Description of the attraction
Megara Iblaya is the name of an ancient Greek colony on the eastern coast of Sicily, located near the city of Augusta, 20 km northwest of Syracuse. I must say that in Sicily there were from 3 to 5 cities with the name Iblaya, which are often confused with each other. There is no doubt only that it was a Greek colony, and the circumstances of its creation are described in detail by the historian Thucydides. He writes that immigrants from the Greek city of Megara, led by Lamis, arrived in Sicily and settled in the region of the mouth of the Pantagias River in the town of Trotilon. From there they later moved to the promontory or peninsula of Thapsos, near Syracuse, and after the death of Lamis, at the suggestion of Iblon, the ruler of Sicily, they settled in the place that is now known as Megara Ibalaya. It was in the 8th century BC.

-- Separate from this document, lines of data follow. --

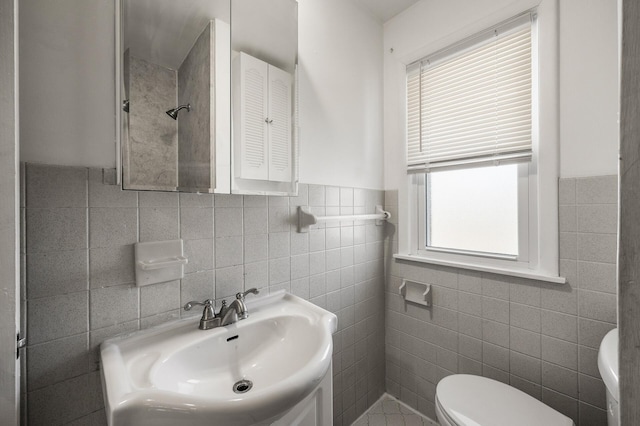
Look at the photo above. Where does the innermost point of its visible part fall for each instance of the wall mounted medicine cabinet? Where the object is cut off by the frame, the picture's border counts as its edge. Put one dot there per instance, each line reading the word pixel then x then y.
pixel 185 117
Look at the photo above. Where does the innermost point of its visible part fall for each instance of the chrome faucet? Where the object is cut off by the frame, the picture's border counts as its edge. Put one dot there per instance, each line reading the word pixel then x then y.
pixel 209 318
pixel 237 310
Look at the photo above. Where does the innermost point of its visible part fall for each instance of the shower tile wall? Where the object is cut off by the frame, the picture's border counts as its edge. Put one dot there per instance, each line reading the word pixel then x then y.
pixel 541 338
pixel 78 255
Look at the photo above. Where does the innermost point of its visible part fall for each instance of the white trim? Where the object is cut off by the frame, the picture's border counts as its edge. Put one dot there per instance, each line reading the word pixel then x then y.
pixel 118 75
pixel 483 268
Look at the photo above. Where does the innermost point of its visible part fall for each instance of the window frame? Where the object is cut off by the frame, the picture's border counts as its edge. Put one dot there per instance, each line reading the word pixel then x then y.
pixel 527 210
pixel 543 262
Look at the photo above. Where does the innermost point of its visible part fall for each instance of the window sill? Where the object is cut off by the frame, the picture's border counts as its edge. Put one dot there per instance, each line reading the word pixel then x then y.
pixel 492 269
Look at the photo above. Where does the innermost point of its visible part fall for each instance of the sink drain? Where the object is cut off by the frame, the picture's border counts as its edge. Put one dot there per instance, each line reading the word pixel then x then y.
pixel 242 386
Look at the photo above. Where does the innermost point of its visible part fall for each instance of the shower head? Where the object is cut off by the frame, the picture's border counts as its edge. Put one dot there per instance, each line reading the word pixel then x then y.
pixel 173 113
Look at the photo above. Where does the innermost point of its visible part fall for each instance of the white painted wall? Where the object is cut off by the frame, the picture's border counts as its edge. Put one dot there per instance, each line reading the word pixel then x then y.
pixel 340 94
pixel 67 88
pixel 67 82
pixel 588 84
pixel 589 89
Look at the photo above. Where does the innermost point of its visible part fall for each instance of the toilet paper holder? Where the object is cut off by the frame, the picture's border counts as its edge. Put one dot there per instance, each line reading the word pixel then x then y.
pixel 416 292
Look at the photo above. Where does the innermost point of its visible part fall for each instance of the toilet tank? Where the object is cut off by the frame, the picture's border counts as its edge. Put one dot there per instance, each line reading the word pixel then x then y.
pixel 608 367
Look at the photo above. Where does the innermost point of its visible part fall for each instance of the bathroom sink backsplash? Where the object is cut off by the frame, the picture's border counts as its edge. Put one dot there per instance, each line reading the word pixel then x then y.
pixel 77 255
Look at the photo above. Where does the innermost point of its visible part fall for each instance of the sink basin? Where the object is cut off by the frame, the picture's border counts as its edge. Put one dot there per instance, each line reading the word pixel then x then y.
pixel 178 374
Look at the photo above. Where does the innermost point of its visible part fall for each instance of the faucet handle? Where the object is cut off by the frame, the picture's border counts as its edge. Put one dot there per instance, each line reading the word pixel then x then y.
pixel 242 295
pixel 209 303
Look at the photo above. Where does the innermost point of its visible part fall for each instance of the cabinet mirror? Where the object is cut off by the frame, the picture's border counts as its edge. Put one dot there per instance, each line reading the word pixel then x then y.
pixel 189 99
pixel 175 93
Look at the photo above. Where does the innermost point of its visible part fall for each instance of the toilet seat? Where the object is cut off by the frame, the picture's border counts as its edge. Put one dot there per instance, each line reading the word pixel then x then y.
pixel 466 400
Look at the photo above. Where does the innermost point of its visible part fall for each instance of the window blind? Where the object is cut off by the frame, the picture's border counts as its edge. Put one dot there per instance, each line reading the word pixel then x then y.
pixel 472 103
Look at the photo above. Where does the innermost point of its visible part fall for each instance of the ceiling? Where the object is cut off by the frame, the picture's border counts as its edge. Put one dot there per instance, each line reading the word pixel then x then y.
pixel 386 9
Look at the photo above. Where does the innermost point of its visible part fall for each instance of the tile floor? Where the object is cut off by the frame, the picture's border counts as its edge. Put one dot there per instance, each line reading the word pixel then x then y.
pixel 388 411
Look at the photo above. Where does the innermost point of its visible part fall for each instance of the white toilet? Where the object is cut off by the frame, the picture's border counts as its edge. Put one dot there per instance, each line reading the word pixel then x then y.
pixel 608 367
pixel 466 400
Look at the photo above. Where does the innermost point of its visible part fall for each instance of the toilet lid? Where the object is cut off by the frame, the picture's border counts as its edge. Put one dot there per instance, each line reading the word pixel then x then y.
pixel 478 401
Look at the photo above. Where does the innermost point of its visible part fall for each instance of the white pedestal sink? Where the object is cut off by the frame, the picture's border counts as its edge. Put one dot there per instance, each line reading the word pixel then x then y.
pixel 176 374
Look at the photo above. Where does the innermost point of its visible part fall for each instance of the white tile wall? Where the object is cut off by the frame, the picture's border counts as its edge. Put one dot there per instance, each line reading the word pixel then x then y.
pixel 541 338
pixel 78 257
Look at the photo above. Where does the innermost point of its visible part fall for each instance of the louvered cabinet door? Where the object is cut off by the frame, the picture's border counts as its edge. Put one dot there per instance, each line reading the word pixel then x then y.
pixel 279 129
pixel 254 163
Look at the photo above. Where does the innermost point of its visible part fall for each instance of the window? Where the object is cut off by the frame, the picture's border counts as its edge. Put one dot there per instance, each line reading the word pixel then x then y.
pixel 472 147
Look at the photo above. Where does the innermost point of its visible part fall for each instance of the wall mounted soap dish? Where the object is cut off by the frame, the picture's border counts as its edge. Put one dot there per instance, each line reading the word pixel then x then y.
pixel 415 292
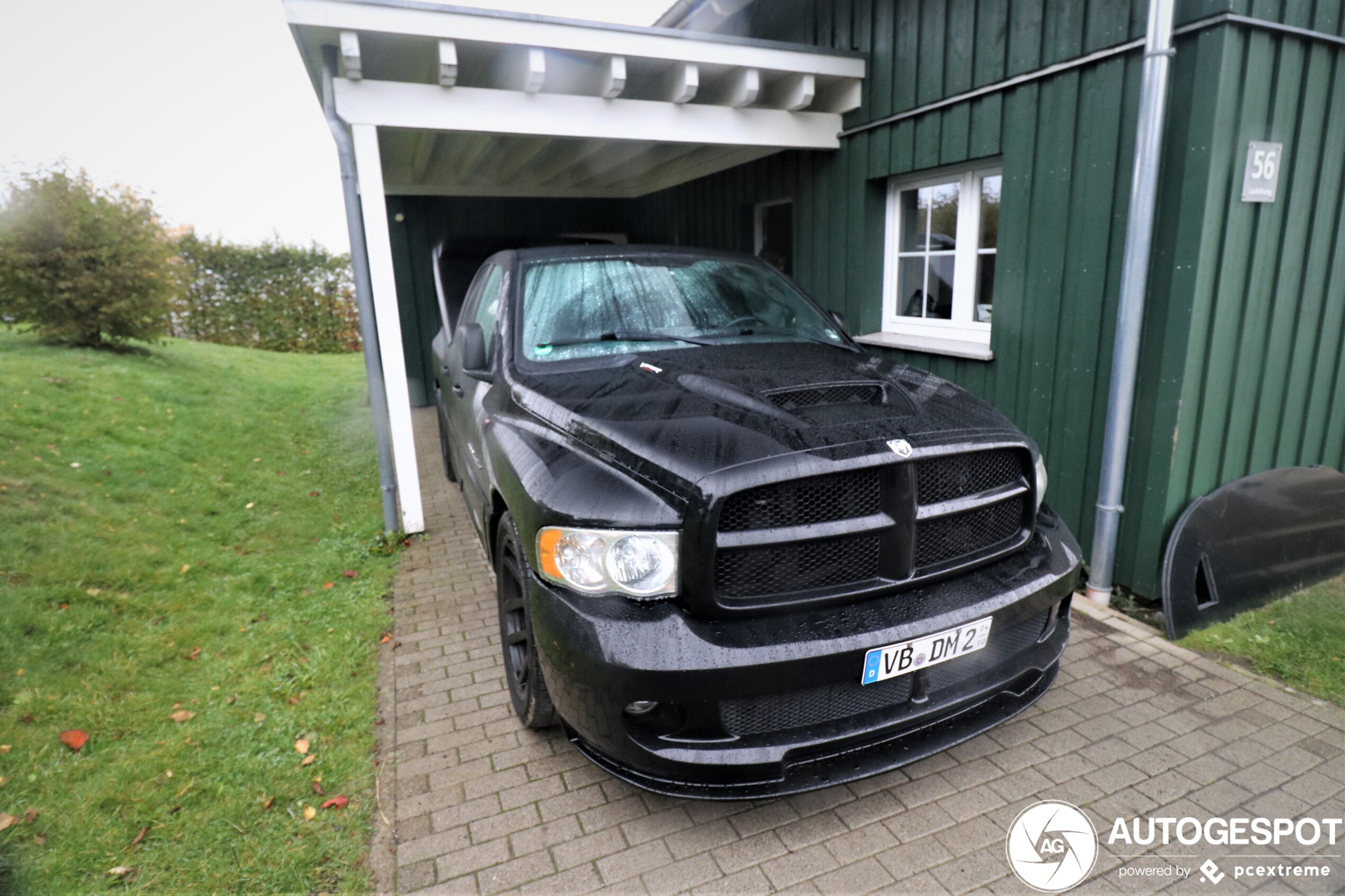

Little is known about the first years of the colony's existence, but it probably flourished, because a hundred years after its founding, immigrants from Megara went to the other end of Sicily, where they founded the city of Selinunte, which later became much more powerful than Megara herself.
Around 483 BC Gelon, a tyrant from Gela and Syracuse, after a long siege, proclaimed himself the ruler of the capitulated Megara and sold most of its inhabitants into slavery. Among them was Epicharmus, the famous philosopher, poet and comedian. After this event, Megara was never able to revive her former glory and greatness.
Excavations in 1891 near Syracuse uncovered the northern part of the western city wall of Megara, which also served as a flood dam, a vast necropolis with 1,500 graves and a repository of items from an ancient temple.